For all of my avid readers (according to my comments, I have none), you will notice that this is my second post of the day. "Why" you might wonder "is a girl who has to defend her thesis and take oral comps in a week, clean a pig sty apartment, and wrap her kid's birthday gifts blogging when she's just so busy?" Well folks, I'll tell you why. I am busy, I am overwhelmed, and there aren't enough hours in this day--but that heartfelt post from earlier simply failed to meet my needs. According to this era's physch-babble-lingo, I'm getting to know the inner-me--and the inner me seems to require some dose of reality-humor to feel satisfied, so here it goes...

I'm married. I have been for almost five years. In those years I've learned about the distinction between love and like.
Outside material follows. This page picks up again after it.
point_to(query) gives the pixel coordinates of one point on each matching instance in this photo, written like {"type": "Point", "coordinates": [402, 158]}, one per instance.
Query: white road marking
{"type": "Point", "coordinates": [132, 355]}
For example, I love my husband always--I like my husband most of the time. Today my friends, I'm not liking the old man so much. In honor of these irrational-throw-me-under-a-van-PMS induced feelings, I've compiled a short list of things I do *on occassion* to ruffle the old husbandly feathers.

1. From time to time I'll 'inadvertantly' switch the CD case in Jared's car. You see, we have three CD cases in our family: his musics, my music, and plain old crap. So Jared will be driving down the avenue and get a hankering to listen to some Pearl Jam or Dave Matthew's--but thanks to the old switcharoo, he has to settle for Celine Dionne or Comtemporary Christian Hits Volume II. Don't ask me why, but I feel so much satisfaction when I hear the old Blazer pull up and Jared is dispassionatley singing along to Endless Love.

2. Sometimes, like today, I'll pack multiple bean-based items in Jared's lunch. That way he'll fart his ass off during a quiet meeting or in a hands-on lab. Many apologies to Jared's classmates and lab partners.

3. Jared hates little messes. So sometimes I set them up in his favorite places around the house. You know how it goes, I empty a Barrel of Monkeys on the floor next to his side of bed, put some tub toys between the sheets, let Gracie gnaw on a carrot in his closet, empty a box or two of crayons into his bathroom drawer. He gets so exasperated--sweet, sweet satisfaction.

4. And finally, every once-in-a-while, when we're in a tiff, I give James some casual shoe-tying lessons. In other words I'm like "James buddy, come here and play with the stringy part of Daddy's shoe." I swear that kid is going to be an Eagle Scout some day--his knots are invincible.

So there you have it. Some tips to cope with normal, marital frustration. And may heaven pour endless blessings upon the head of my saintly husband.